Thursday, September 21, 2006

How the other half lives

From where I sit, it looks as though the majority of people who read this blog are writers. Well, that's not surprising really, because everyone has one novel in them, don't they? That's what I was told as a lad, anyway.

But have you ever considered how it feels to be one of the others -- one of those people who has to read the writers' output, and decide whether it is suitable for their firm/magazine?

Apparently it isn't always a lot of fun. Or so Edgar Harris says. And it's less fun in the field of science fiction than in most others.

Edgar's report is not new, by any means -- it dates from 2002 -- but he gives an account of how the New York gang of SF editors was then organising a slush-pile bonfire day, when they would commit to the flames any number of hideous (in their eyes only, you understand) manuscripts of one sort or another.

Opinions of this enterprise will doubtless vary, but I thought it quite amusing myself.
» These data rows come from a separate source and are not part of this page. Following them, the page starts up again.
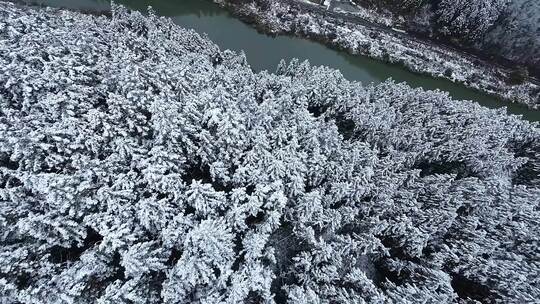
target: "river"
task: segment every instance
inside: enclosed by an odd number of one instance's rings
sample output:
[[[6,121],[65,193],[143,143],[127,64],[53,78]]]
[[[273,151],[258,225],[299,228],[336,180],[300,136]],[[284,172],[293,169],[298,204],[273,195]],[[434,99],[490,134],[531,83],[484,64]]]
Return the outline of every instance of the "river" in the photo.
[[[83,11],[99,12],[109,9],[108,0],[23,0],[23,2]],[[406,82],[412,87],[446,91],[454,99],[473,100],[488,108],[506,107],[509,113],[522,115],[529,121],[540,121],[540,111],[498,100],[496,97],[445,79],[418,75],[398,65],[363,56],[352,56],[301,38],[270,37],[261,34],[210,0],[116,0],[115,2],[140,11],[146,11],[151,5],[159,15],[169,16],[176,24],[193,28],[199,33],[206,33],[222,49],[244,50],[248,62],[255,71],[274,71],[281,59],[298,58],[309,60],[312,65],[339,69],[347,79],[361,81],[364,84],[380,83],[392,78],[397,82]]]

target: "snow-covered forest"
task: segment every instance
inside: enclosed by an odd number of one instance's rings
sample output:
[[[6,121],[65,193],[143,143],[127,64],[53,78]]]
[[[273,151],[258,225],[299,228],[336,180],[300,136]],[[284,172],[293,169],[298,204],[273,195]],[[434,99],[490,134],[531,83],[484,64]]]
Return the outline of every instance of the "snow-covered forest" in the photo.
[[[0,303],[537,303],[540,129],[166,18],[0,2]]]

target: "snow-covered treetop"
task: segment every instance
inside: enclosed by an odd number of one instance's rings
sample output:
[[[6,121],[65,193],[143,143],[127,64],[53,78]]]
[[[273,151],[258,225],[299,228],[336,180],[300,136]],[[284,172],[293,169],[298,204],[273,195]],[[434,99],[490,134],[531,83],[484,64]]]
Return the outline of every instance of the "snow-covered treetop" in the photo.
[[[0,303],[533,303],[537,125],[0,3]]]

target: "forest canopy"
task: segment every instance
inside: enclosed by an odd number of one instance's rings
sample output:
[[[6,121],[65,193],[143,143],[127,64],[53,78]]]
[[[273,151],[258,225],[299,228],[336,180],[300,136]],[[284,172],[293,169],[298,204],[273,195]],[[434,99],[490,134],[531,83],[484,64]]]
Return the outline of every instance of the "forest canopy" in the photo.
[[[0,303],[533,303],[537,124],[0,3]]]

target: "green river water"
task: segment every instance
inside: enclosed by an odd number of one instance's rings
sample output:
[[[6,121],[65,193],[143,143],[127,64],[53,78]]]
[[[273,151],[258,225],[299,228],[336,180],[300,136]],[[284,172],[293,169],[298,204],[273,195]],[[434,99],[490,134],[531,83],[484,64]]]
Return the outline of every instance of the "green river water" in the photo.
[[[83,11],[105,11],[109,0],[24,0],[54,7]],[[447,91],[455,99],[473,100],[489,108],[506,107],[509,113],[523,115],[529,121],[540,121],[540,111],[511,104],[495,97],[454,84],[448,80],[418,75],[405,68],[362,56],[352,56],[330,49],[322,44],[296,37],[270,37],[232,17],[226,10],[210,0],[116,0],[132,9],[146,11],[150,5],[175,23],[206,33],[221,49],[244,50],[255,71],[275,71],[281,59],[309,60],[312,65],[325,65],[339,69],[349,80],[379,83],[388,78],[406,82],[412,87]]]

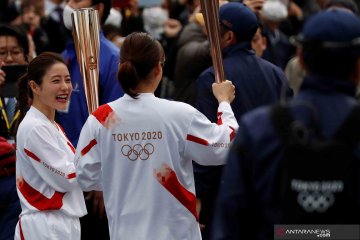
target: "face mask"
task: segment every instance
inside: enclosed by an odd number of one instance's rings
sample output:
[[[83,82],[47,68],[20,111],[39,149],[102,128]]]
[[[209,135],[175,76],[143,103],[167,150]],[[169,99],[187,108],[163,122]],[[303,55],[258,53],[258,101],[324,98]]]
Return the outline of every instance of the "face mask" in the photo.
[[[72,30],[72,20],[71,20],[71,14],[74,12],[74,9],[71,8],[69,5],[65,5],[64,12],[63,12],[63,20],[64,25],[68,30]]]
[[[266,19],[274,22],[280,22],[288,16],[287,7],[281,1],[266,1],[262,13]]]

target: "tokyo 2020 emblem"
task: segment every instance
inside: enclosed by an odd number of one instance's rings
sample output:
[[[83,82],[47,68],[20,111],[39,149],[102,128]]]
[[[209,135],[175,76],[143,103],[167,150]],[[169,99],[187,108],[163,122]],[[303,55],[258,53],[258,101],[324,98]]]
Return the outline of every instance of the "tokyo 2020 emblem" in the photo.
[[[134,146],[123,145],[121,148],[121,153],[131,161],[136,161],[138,159],[147,160],[150,155],[154,153],[154,145],[147,143],[144,146],[141,144],[136,144]]]

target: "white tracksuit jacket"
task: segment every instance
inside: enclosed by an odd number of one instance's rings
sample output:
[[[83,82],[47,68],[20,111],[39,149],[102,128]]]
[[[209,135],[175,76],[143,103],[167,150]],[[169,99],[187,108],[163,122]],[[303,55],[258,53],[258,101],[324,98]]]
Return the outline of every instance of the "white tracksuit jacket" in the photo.
[[[31,107],[17,133],[16,181],[22,208],[18,237],[58,239],[53,236],[54,230],[57,236],[76,239],[66,235],[70,230],[61,229],[61,222],[56,223],[56,219],[67,221],[67,217],[78,220],[87,213],[76,181],[74,152],[59,126],[55,127],[43,113]],[[63,216],[49,219],[52,213]]]
[[[84,191],[103,190],[114,240],[201,239],[192,160],[224,164],[238,124],[228,103],[218,125],[190,105],[142,93],[99,107],[76,150]]]

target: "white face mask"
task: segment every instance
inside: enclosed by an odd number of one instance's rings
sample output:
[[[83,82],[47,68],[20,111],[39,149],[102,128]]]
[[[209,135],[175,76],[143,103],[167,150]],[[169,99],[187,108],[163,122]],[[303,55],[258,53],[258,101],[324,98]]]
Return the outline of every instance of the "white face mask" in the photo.
[[[279,22],[287,18],[288,10],[282,1],[266,1],[262,8],[264,17],[268,20]]]
[[[68,30],[72,30],[72,20],[71,20],[71,14],[74,12],[74,9],[70,7],[69,5],[65,5],[64,12],[63,12],[63,20],[64,25]]]

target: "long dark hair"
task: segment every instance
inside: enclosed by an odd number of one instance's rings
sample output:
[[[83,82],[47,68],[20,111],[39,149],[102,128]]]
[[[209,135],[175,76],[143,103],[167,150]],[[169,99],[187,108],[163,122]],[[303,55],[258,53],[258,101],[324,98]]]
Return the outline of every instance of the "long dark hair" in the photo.
[[[165,61],[164,50],[149,34],[134,32],[125,38],[120,55],[118,79],[125,93],[137,98],[134,88]]]
[[[95,5],[95,4],[104,4],[104,12],[103,12],[103,16],[100,19],[101,24],[104,24],[106,19],[109,17],[110,15],[110,9],[111,9],[111,4],[112,4],[112,0],[92,0],[91,1],[91,6]]]
[[[30,102],[34,98],[33,92],[29,86],[29,81],[33,80],[36,84],[41,85],[43,77],[49,68],[56,63],[65,64],[63,58],[53,52],[44,52],[34,58],[28,65],[27,72],[20,77],[18,82],[18,109],[20,110],[20,117],[18,124],[25,117]]]

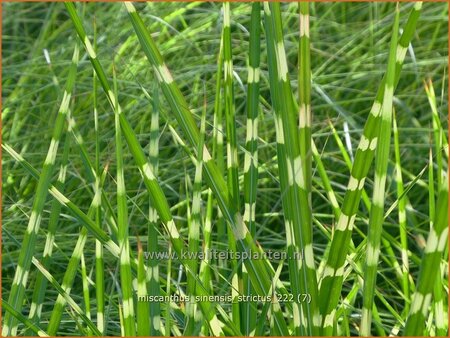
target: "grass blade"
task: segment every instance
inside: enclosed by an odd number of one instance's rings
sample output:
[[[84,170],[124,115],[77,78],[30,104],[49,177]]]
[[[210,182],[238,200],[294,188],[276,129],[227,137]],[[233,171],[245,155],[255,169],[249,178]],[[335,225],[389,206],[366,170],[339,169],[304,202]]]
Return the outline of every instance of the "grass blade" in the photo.
[[[244,222],[250,234],[255,238],[256,225],[256,189],[258,183],[258,113],[259,113],[259,63],[261,54],[261,4],[252,4],[250,22],[250,50],[248,59],[247,78],[247,136],[244,154]],[[244,295],[253,294],[250,279],[245,265],[242,267]],[[242,331],[245,335],[252,335],[256,329],[256,311],[254,302],[242,304]]]
[[[83,300],[84,300],[84,311],[86,314],[86,317],[91,319],[91,300],[89,297],[89,281],[88,276],[86,272],[86,262],[84,260],[84,253],[81,253],[81,279],[83,284]],[[88,328],[88,335],[91,335],[92,333],[89,331]]]
[[[227,133],[227,169],[230,200],[239,210],[238,156],[236,119],[233,90],[233,60],[231,54],[230,3],[223,3],[223,78],[225,96],[225,121]]]
[[[187,275],[187,291],[190,298],[190,301],[186,304],[186,312],[187,312],[187,323],[184,334],[187,336],[197,335],[197,329],[200,328],[199,318],[197,313],[196,302],[194,301],[195,296],[195,288],[196,288],[196,275],[198,273],[198,254],[200,249],[200,228],[201,228],[201,187],[202,187],[202,167],[203,167],[203,158],[201,155],[201,149],[203,149],[204,139],[205,139],[205,114],[206,114],[206,100],[204,104],[203,114],[202,114],[202,122],[200,133],[202,135],[200,139],[200,143],[198,144],[198,152],[200,154],[200,158],[198,159],[195,165],[195,178],[194,178],[194,191],[192,196],[192,214],[188,217],[188,242],[189,242],[189,254],[192,255],[191,259],[189,259],[189,270],[186,271]],[[186,187],[186,195],[187,187]],[[188,212],[189,214],[189,212]],[[190,273],[189,273],[190,272]]]
[[[154,326],[154,324],[153,324],[153,317],[151,317],[150,315],[150,305],[145,301],[139,301],[141,297],[146,297],[149,294],[147,291],[147,276],[144,265],[144,252],[142,250],[140,242],[138,242],[137,281],[138,281],[137,287],[138,301],[136,310],[137,336],[146,337],[150,335],[151,326]]]
[[[153,111],[150,123],[150,169],[158,175],[158,156],[159,156],[159,94],[158,88],[155,86],[153,91]],[[157,210],[151,205],[148,211],[148,245],[147,250],[150,253],[158,252],[158,238],[159,238],[159,222]],[[150,259],[148,263],[149,276],[147,277],[149,295],[160,295],[159,284],[159,261],[157,259]],[[159,302],[150,303],[150,335],[161,335],[161,306]],[[139,326],[138,326],[139,327]]]
[[[395,180],[397,182],[397,198],[398,198],[398,225],[400,230],[400,243],[402,246],[402,290],[405,297],[405,312],[409,312],[409,304],[411,300],[410,285],[409,285],[409,258],[408,258],[408,234],[407,221],[406,221],[406,196],[404,194],[403,177],[402,177],[402,165],[400,160],[400,144],[399,134],[397,128],[397,121],[394,113],[394,151],[395,151]]]
[[[92,214],[93,214],[92,209],[90,209],[90,216],[92,216]],[[75,248],[73,249],[72,256],[70,257],[66,273],[64,274],[61,289],[64,291],[64,294],[68,296],[70,295],[70,291],[72,289],[73,282],[77,274],[77,268],[78,265],[80,264],[80,258],[81,255],[83,254],[84,245],[87,239],[87,233],[88,232],[86,228],[81,229],[80,234],[78,236],[78,240],[75,244]],[[58,298],[56,299],[55,306],[53,307],[53,311],[50,316],[47,328],[47,331],[51,336],[56,336],[58,332],[58,328],[61,323],[61,318],[65,306],[66,306],[66,299],[64,295],[59,294]]]
[[[94,20],[94,52],[97,50],[97,24]],[[96,201],[102,203],[103,189],[101,188],[100,179],[100,132],[98,129],[98,85],[97,75],[92,72],[92,92],[94,106],[94,134],[95,134],[95,183],[94,194],[97,196]],[[106,169],[107,171],[107,169]],[[107,199],[105,199],[107,201]],[[94,204],[95,224],[98,229],[102,229],[102,209],[98,203]],[[97,301],[97,328],[102,335],[106,332],[105,327],[105,267],[103,259],[103,245],[99,240],[95,240],[95,298]]]
[[[119,102],[117,81],[114,70],[114,102]],[[125,177],[123,173],[123,154],[122,154],[122,132],[120,127],[120,106],[115,105],[114,121],[115,121],[115,140],[116,140],[116,166],[117,166],[117,221],[118,236],[120,249],[120,281],[122,287],[122,306],[124,333],[126,336],[135,336],[135,315],[133,300],[133,276],[130,266],[130,242],[128,240],[128,209],[125,187]]]
[[[224,169],[224,150],[223,150],[223,127],[222,127],[222,68],[223,68],[223,30],[221,34],[219,53],[217,57],[217,71],[216,71],[216,86],[215,86],[215,96],[214,96],[214,121],[213,121],[213,145],[212,145],[212,156],[216,160],[217,167],[221,172],[222,176],[225,171]],[[208,189],[208,201],[206,206],[205,223],[203,228],[203,253],[205,259],[200,263],[200,279],[203,286],[208,290],[208,293],[212,295],[212,271],[210,268],[211,259],[211,246],[212,246],[212,217],[213,217],[213,207],[214,207],[214,197],[211,189]],[[225,237],[226,224],[222,216],[220,208],[217,208],[216,216],[216,233],[217,241],[222,241]],[[224,262],[218,260],[219,273],[224,274]],[[208,327],[203,325],[202,334],[205,336],[209,334]]]
[[[298,95],[299,95],[299,148],[300,148],[300,170],[304,185],[300,187],[300,208],[302,215],[302,248],[305,259],[305,270],[307,275],[307,287],[305,293],[311,297],[311,304],[305,306],[307,312],[308,326],[312,326],[310,331],[316,335],[320,331],[319,309],[316,297],[318,295],[318,285],[316,277],[316,267],[314,262],[313,238],[312,238],[312,138],[311,138],[311,56],[310,56],[310,14],[309,3],[299,3],[300,40],[299,40],[299,75],[298,75]],[[298,175],[299,173],[296,173]],[[312,298],[315,298],[314,300]],[[305,310],[304,310],[305,311]],[[311,312],[310,312],[311,311]],[[312,320],[311,320],[312,319]],[[316,320],[314,320],[316,319]]]
[[[236,118],[234,107],[233,88],[233,59],[231,52],[231,15],[230,3],[223,3],[223,85],[225,97],[225,124],[227,135],[227,184],[229,200],[236,210],[240,210],[239,195],[239,173],[238,173],[238,152],[236,140]],[[199,152],[197,154],[200,155]],[[239,224],[238,224],[239,226]],[[242,231],[242,229],[238,230]],[[236,242],[233,240],[232,230],[228,233],[228,247],[231,252],[236,252]],[[237,301],[238,295],[242,294],[242,271],[238,267],[236,259],[230,260],[231,265],[231,296],[233,298],[232,318],[236,326],[241,327],[240,303]]]
[[[381,109],[381,124],[378,134],[378,145],[375,154],[375,183],[372,205],[369,216],[369,233],[367,235],[366,262],[364,270],[363,313],[361,318],[361,336],[371,334],[372,307],[376,285],[380,240],[384,222],[385,185],[389,161],[389,150],[392,126],[392,107],[395,76],[395,57],[399,28],[400,10],[397,4],[394,25],[392,28],[389,62],[386,73],[383,107]]]
[[[220,36],[220,47],[217,56],[217,71],[216,71],[216,91],[214,96],[214,130],[213,130],[213,145],[212,145],[212,158],[217,164],[217,169],[221,176],[225,176],[225,155],[223,137],[225,132],[223,130],[223,30]],[[211,189],[211,192],[212,189]],[[219,240],[225,238],[227,225],[225,219],[220,211],[217,210],[217,237]],[[219,266],[222,268],[225,262],[219,260]]]

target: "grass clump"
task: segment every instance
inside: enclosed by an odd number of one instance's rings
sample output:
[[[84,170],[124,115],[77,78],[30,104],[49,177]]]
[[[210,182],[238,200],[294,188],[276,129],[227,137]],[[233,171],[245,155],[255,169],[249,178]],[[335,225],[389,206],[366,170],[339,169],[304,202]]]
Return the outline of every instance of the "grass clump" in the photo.
[[[3,9],[3,335],[447,334],[447,4]]]

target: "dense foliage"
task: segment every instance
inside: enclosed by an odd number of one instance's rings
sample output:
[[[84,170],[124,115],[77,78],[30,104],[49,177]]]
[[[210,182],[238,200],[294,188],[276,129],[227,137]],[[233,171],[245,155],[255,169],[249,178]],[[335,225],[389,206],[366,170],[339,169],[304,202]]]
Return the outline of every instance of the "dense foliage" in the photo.
[[[3,335],[447,335],[447,3],[2,15]]]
Paul Riddell (link from Locus) was reminded of slush-pile day by the announcement of the Sobol prize. He reckons that the prize might justify a slush-pile bonfire all of its own. He is obviously a man of very little faith. And actually -- ahem -- as I recall, the Sobol prize doesn't involve paper submissions at all -- it's all gotta be digital, baby.

Meanwhile, over at the Kenyon Review, David Lynn has some slightly more serious comments to make about the difficulties of judging the slush-pile submissions.

2 comments:

Don said...

As a former magazine editor (for a small graphics arts publication), I had the conflicting continual need for articles to fill my magazine along with submissions of articles wildly inappropriate for tha magazine.

If your text was appropriate for the magazine and had anything interesting to say, I would work with you. But someone somewhere is making money off of would-be freelance writers telling them to write generic "business" articles and send them mildly customized to any magazine they can think of. I was ready to get a rubber stamp to stamp on those telling them to stop doing that. Instead, I pulled our listing from Writer's Digest.